Flora Belle Buckman was in her room at her desk. She was very busy. She was doing two things at once. She was ignoring her mother, and she was also reading a comic book entitled The Illuminated Adventures of the Amazing Incandesto!
“Flora,” her mother shouted, “what are you doing up there?”
“I’m reading!” Flora shouted back.
“Remember the contract!” her mother shouted. “Do not forget the contract!”
At the beginning of summer, in a moment of weakness, Flora had made the mistake of signing a contract that said she would “work to turn her face away from the idiotic high jinks of comics and toward the bright light of true literature.”

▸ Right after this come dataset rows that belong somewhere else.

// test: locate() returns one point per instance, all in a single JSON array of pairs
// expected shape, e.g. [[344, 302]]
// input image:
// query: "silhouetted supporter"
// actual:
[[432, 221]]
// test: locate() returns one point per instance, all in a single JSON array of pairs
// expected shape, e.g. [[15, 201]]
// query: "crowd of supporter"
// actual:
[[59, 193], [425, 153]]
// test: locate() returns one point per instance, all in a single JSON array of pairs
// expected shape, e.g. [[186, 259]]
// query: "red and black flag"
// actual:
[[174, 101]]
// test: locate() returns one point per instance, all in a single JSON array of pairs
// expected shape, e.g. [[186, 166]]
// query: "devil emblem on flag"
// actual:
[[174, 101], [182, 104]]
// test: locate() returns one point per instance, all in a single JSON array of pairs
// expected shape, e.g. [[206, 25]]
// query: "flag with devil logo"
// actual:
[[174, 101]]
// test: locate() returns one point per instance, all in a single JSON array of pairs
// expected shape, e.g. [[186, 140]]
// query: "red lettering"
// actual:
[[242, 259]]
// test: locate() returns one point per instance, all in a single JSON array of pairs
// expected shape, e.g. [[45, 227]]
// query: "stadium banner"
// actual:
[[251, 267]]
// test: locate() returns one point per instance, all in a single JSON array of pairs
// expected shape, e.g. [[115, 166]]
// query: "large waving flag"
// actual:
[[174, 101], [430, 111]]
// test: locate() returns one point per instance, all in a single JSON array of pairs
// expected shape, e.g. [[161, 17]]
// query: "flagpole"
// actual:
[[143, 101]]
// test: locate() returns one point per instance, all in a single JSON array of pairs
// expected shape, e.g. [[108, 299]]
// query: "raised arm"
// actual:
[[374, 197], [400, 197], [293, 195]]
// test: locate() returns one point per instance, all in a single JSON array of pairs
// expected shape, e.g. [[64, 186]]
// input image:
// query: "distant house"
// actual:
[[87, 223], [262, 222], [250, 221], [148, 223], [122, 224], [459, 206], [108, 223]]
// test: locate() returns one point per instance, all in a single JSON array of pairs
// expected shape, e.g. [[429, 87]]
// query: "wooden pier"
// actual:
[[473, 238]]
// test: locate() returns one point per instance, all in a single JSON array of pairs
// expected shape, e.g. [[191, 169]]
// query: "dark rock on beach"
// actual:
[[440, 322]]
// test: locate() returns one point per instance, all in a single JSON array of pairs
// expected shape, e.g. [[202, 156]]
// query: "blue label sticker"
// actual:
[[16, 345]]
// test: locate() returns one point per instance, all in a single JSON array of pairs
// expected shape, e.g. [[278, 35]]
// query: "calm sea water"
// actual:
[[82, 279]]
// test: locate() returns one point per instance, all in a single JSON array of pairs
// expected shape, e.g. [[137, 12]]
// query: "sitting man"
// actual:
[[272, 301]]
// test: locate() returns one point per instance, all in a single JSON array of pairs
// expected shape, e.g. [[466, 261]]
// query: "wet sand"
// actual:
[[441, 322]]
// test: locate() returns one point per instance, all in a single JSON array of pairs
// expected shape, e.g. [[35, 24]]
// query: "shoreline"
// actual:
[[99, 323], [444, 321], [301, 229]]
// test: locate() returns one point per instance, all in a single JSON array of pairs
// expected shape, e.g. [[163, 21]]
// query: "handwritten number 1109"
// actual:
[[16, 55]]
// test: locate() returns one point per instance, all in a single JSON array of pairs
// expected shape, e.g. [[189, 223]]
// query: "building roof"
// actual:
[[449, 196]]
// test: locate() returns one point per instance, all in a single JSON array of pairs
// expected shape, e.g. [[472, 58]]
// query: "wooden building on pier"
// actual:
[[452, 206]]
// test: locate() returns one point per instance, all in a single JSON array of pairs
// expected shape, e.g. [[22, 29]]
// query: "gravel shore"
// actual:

Those were the exact words of the contract. They were her mother’s words.
Flora’s mother was a writer. She was divorced, and she wrote romance novels.
Talk about idiotic high jinks.
Flora hated romance novels.
In fact, she hated romance.
“I hate romance,” said Flora out loud to herself. She liked the way the words sounded. She imagined them floating above her in a comic-strip bubble; it was a comforting thing to have words hanging over her head. Especially negative words about romance.
Flora’s mother had often accused Flora of being a “natural-born cynic.”
Flora suspected that this was true.
SHE WAS A NATURAL-BORN CYNIC WHO LIVED IN DEFIANCE OF CONTRACTS!
Yep, thought Flora, that’s me. She bent her head and went back to reading about the amazing Incandesto.
She was interrupted a few minutes later by a very loud noise.
It sounded as if a jet plane had landed in the Tickhams’ backyard.
“What the heck?” said Flora. She got up from her desk and looked out the window and saw Mrs. Tickham running around the backyard with a shiny, oversize vacuum cleaner.
It looked like she was vacuuming the yard.
That can’t be, thought Flora. Who vacuums their yard?
Actually, it didn’t look like Mrs. Tickham knew what she was doing.
It was more like the vacuum cleaner was in charge. And the vacuum cleaner seemed to be out of its mind. Or its engine. Or something.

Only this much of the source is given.